My children are now teenagers and child care providers are the thing of the past. I have to say, I had my fill of child care providers and I’m quite happy that part of my life is over. Finding a child care provider that suits your lifestyle is a daunting task.
I was talking to a friend the other day about her child care provider needs. She explained that she wanted structure, learning time, and variety. I giggled thinking about the structured babysitter, with all the credentials, who would send my kids off to school at 8am alone until the school made me aware of it. She’ll regret the day she ever met me and tried to over power me with her “rules of structure”.
I explained to my friend that although her choice of provider is completely up to her these were my credentials for a child care provider:
- My kids must be happy to wave goodbye to me when I drop them off.
- My kids must be taken to and from school by the child care provider. Safety was always my first concern.
- The child care provider had to be accommodating to my daughter’s ADHD. No comparing her to others.
- The child care provider had to be available for those unexpected moments.
My friend looked at me and said, “That’s it?”
“Yep, that was it.” I replied, “As long as my children were safe and happy, I was happy to take care of the teaching that my children required. In fact, I don’t think any child care provider is paid enough to have that onus on them. If the child care provider offered that type of structure then it was simply a feather in my cap.”
The Babysitter Who Taught Us All
There was one child care provider who I will always remember. Her name was Michelle. Michelle was about 20 years older than me, quiet, and very unorganized.

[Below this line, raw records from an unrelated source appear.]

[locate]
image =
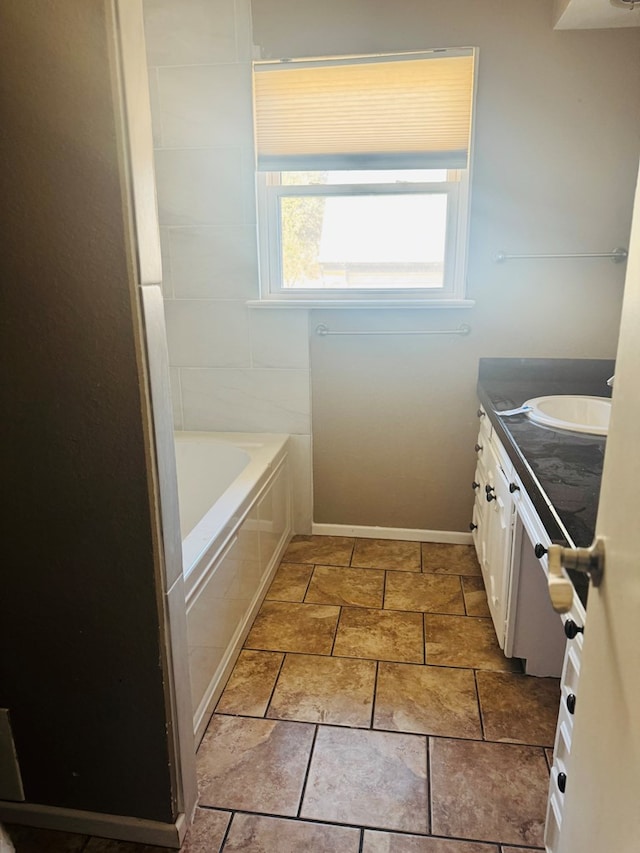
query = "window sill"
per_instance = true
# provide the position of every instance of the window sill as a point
(365, 304)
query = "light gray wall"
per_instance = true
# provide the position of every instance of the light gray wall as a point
(233, 368)
(80, 633)
(557, 140)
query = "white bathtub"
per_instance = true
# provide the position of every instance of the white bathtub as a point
(235, 516)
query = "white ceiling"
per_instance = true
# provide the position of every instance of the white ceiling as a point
(593, 14)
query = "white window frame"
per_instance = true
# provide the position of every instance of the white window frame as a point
(269, 191)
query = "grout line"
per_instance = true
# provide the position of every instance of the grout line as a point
(429, 786)
(226, 832)
(480, 714)
(306, 775)
(335, 636)
(275, 684)
(424, 638)
(375, 696)
(384, 829)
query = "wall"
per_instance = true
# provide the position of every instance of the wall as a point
(80, 631)
(557, 139)
(234, 368)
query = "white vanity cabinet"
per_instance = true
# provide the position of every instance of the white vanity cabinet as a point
(511, 543)
(493, 511)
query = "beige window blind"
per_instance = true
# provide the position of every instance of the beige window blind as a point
(402, 111)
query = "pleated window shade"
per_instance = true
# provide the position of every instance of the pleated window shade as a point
(365, 113)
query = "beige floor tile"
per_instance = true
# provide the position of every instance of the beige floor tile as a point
(27, 839)
(522, 849)
(428, 700)
(369, 779)
(288, 627)
(339, 585)
(425, 593)
(336, 691)
(103, 845)
(389, 842)
(387, 554)
(475, 597)
(290, 582)
(251, 683)
(466, 641)
(488, 791)
(253, 765)
(206, 833)
(253, 834)
(380, 635)
(449, 559)
(324, 550)
(519, 708)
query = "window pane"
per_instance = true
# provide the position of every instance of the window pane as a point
(377, 176)
(364, 241)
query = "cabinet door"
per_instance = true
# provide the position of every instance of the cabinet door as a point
(497, 518)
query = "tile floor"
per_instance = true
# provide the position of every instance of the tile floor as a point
(370, 711)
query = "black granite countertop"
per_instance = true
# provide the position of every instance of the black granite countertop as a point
(561, 471)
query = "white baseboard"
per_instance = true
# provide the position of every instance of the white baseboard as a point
(120, 827)
(446, 537)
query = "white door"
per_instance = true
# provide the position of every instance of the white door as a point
(602, 801)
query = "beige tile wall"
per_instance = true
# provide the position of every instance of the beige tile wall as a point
(232, 367)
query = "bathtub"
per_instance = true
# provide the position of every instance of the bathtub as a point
(235, 518)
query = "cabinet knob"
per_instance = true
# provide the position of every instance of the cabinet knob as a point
(571, 629)
(562, 782)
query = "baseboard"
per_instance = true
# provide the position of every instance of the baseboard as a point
(120, 827)
(446, 537)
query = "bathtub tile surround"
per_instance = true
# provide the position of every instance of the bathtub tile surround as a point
(233, 368)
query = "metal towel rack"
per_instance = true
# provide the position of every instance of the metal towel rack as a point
(616, 255)
(463, 329)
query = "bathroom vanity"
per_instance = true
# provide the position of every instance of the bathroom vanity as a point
(535, 486)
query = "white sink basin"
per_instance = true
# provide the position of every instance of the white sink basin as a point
(571, 412)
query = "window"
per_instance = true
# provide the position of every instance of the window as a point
(363, 176)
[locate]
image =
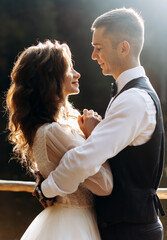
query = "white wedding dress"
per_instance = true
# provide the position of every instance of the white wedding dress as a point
(71, 217)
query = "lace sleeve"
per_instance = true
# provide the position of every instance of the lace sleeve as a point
(60, 139)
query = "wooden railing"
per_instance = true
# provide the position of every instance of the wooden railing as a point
(23, 186)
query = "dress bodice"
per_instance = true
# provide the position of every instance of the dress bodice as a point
(53, 138)
(51, 142)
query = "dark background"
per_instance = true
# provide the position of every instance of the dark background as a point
(23, 23)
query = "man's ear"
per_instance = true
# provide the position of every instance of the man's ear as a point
(124, 48)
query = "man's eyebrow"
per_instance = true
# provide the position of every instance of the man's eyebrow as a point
(94, 44)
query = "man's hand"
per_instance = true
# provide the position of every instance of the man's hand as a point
(46, 202)
(88, 121)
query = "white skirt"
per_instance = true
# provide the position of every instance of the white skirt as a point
(61, 223)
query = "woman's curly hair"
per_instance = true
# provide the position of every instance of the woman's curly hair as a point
(35, 94)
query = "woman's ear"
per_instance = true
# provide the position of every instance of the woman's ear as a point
(124, 48)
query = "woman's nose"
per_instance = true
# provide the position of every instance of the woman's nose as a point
(77, 75)
(94, 55)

We had just moved into the neighbourhood but was highly recommended. She agreed to walk the children to school and pick my son up after Jr. Kindergarten.
Except for the sound of the kids and the television, the house was always deathly quiet. When I would pick up my kids, I was always greeted with a smile, an update on what they ate, and help to get them dressed. I was happy that the kids were happy.
As a full time employee, a wife, and mom of two children 16-months apart, I always had frustrations. Michelle was an excellent person to vent to at times as she was a women with wise words.
One day, I was at my breaking point. The kids were being rather disobedient as I dressed them at her house. I started to cry. I then revealed everything that was bothering me to Michelle as she encouraged me to talk.
Michelle simply looked at me and asked, “Trina, will this bother you a week from now?”
“Probably”, I replied
“What about a month from now?”, she prodded
“Probably not.”
“Will this put your family in harm’s way or will someone die because of these issues?”, she smiled at me ever so carefully knowing my next response.
“Definitely not!”
“Then why put so much of your energy into these problems when they will eventually go away?”
It was like she slapped me in the face and handed me a gift at the same time. The point that she made that evening entirely changed my thought process for the rest of my life. When we have children, a job, and a wealth of other issues, we tend to put all of our energy focusing on the negative aspects of our life. We tend to have increased expectations of those around us because we only want to be the best rather than being our authentic self.
After that day:
- I no longer ironed sheets and the ironing went in a pile.
- I no longer worried about supper. In fact, I created “Fend for yourself night” so I had one night off.
- I no longer worried whether my house looked like my moms.
- I relinquished the expectations I had of others.
- My children were free to be opposed to what I wanted them to be.
- My marriage improved drastically.
- I quit my job to pursue other opportunities.